Backing away without turning, the third sister bowed upon reaching the door and disappeared upon its shutting.

A low sigh slipped free from Green River, uttered by both woman and fox. “I shall release you thusly. I beg your pardon for twisting pleasant conversation into seeming interrogation.”

“Nah, we’re all curious sometimes,” Draus said, brushing past things but sounding unconvinced. “Already water under the bridge.”

Green River smiled, her expression genuine. “Splendid. Well. I suppose I shan’t keep you longer. You both look… tired. Tense. You should enjoy my facilities while you are here. We have a most excellent gambling arcade, and there are local circuits to enjoy. Chess too, if your battleground is more of strategy than savagery.” She spoke the last words eyeing Avo.

He met her gaze then without issue.

“I don’t doubt that you do,” Draus said. “But as you said… tired. May we request permission to leave?”

Green River laughed, her voice a lyrical bell chiming in the wind. “You may. It has been a most insightful conversation, despite what little has been said.”

“Yeah,” Draus said, rising from her seat and rolling her shoulder. “Come on, Avo. We got some ‘sleep’ to catch up on.”

Looked like he was going to be diving again soon. Finally. More time to fix his sequences. Improve his phantasmics. Rising, they made for the door to leave, the path opening automatically as the living door sensed their encroaching footsteps.

“Oh,” Green River said, “one final thing–two, actually.”

Draus halted and turned. Avo just twisted his head.

“Should you desire to… participate in sport for the circuits, know that the doors are open to you. Both of you. And, mayhaps this might be more interesting to the Moonblood, but we have a most excellent in-house grafter as well. One with personal experience working on… your ilk. Perhaps it will do you well to see her. Improve upon strengths and fill lacking attributes.”

Wordlessly, Avo grunted. She wasn’t wrong. That did feel interesting. It also felt like a perfect opportunity for them to implant him with a specially engineered virus. He left the room ahead of Draus, deliberately planting a foot on the bar-crossing below.

Behind him, he heard Draus huff a low laugh. “Just had to be a shit at the end, didn’t you.”

“Need to leave. Playing games with us. Testing us. Place is her den. Unwise to stay here.”

Draus hummed. “Would agree, but these are the Warrens, consang. Don’t got no other place to stay less you wanna do some gutter divin’. And she owes me enough to be good for it.”

Avo nearly hissed with annoyance. “Honor?
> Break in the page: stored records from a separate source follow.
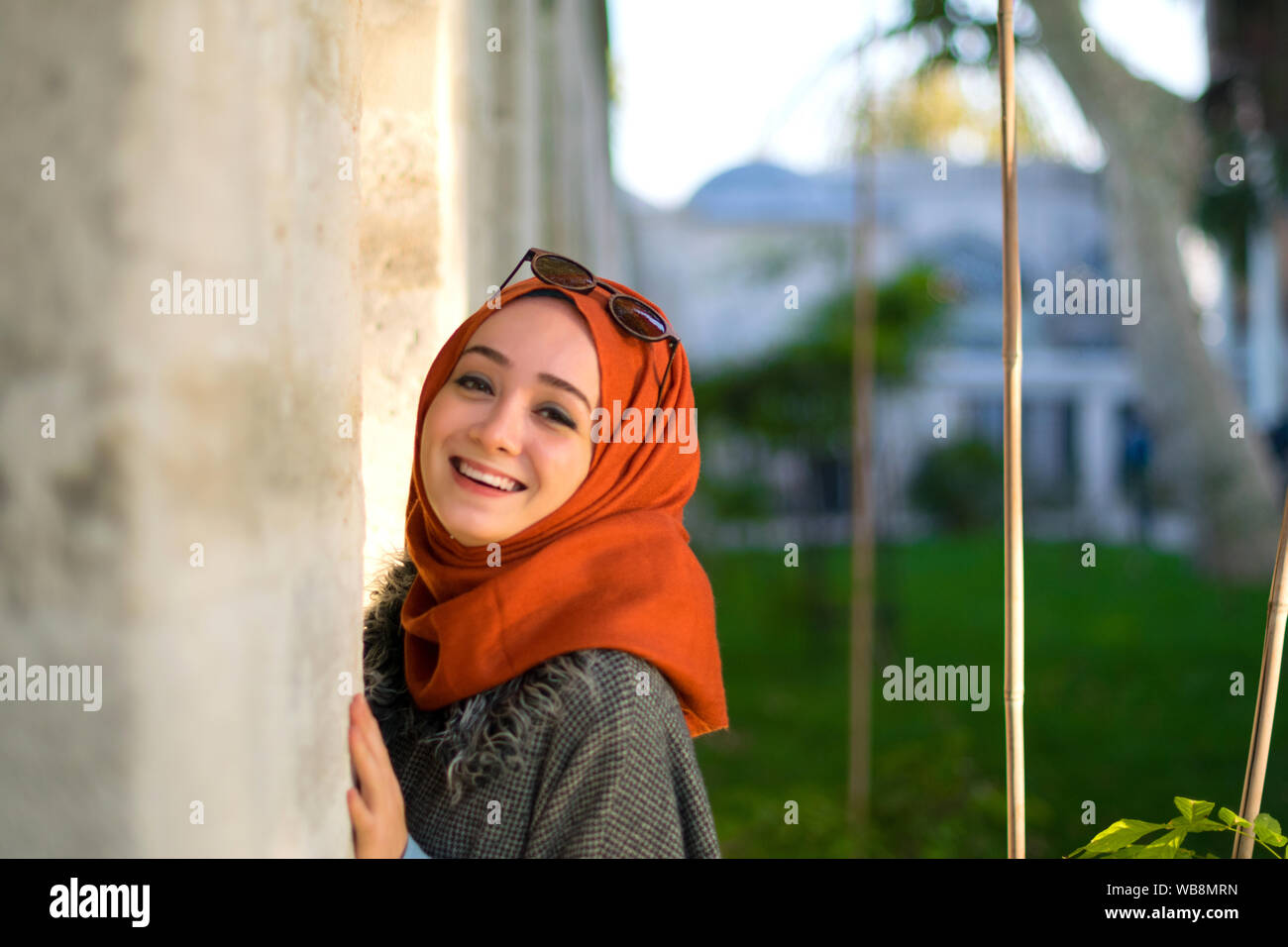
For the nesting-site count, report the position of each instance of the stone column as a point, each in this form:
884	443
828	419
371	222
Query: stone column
180	497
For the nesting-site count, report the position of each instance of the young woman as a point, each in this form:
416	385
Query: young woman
540	660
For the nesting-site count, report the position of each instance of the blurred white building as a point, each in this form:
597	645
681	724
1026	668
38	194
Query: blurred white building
720	266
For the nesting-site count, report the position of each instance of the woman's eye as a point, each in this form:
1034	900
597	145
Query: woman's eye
472	382
561	418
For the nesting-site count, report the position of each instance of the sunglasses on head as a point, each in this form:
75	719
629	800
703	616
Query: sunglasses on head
631	315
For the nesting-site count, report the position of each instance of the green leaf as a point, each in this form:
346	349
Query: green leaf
1207	826
1266	827
1164	847
1192	809
1232	818
1122	832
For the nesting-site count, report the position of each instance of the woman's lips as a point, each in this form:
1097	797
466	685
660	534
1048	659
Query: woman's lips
476	487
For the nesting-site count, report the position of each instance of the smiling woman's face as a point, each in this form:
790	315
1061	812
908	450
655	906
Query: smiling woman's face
505	412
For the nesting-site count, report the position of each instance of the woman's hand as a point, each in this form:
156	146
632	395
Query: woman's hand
375	805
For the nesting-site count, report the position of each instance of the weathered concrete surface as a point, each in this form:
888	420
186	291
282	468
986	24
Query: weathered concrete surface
222	729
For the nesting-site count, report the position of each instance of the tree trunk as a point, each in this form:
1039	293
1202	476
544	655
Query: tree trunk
1153	141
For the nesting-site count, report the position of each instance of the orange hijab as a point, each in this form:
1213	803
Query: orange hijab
610	569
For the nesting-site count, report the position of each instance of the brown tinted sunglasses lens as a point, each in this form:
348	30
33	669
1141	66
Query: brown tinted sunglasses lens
639	317
563	272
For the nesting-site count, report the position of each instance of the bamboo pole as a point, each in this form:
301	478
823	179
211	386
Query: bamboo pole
1267	688
862	536
1012	486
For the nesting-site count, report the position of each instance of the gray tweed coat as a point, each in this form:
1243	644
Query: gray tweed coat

That’s your justification?”

“Justification is that we signed a contract, marking us as sworn-bound. She’ll catch the bleeds n’ die before she can betray us proper-like.” Oh. That changed things. “But you’s right. They onto us. Lookin’ close and seeing what they can get.”

“Think she’s No-Dragon?” Avo asked.

Draus laughed. “Her. No. Too young. Too soft.” Her expression then flattened. “But if she finds proof for what’s she suspectin’, I reckon that’s gonna go up the chain internally. Good thing is that she won’t sell us out to any ‘outsiders.’ Bad thing is that she might just be angling to become a proper No-Dragon.”

Part of Avo was disquieted at Draus openly speaking the words as a junior Sang came to greet them, to take them to their residences. But looking around, there was little hidden from obvious suspicions.

The walls here were alive, after all. And they were listening. They were always listening.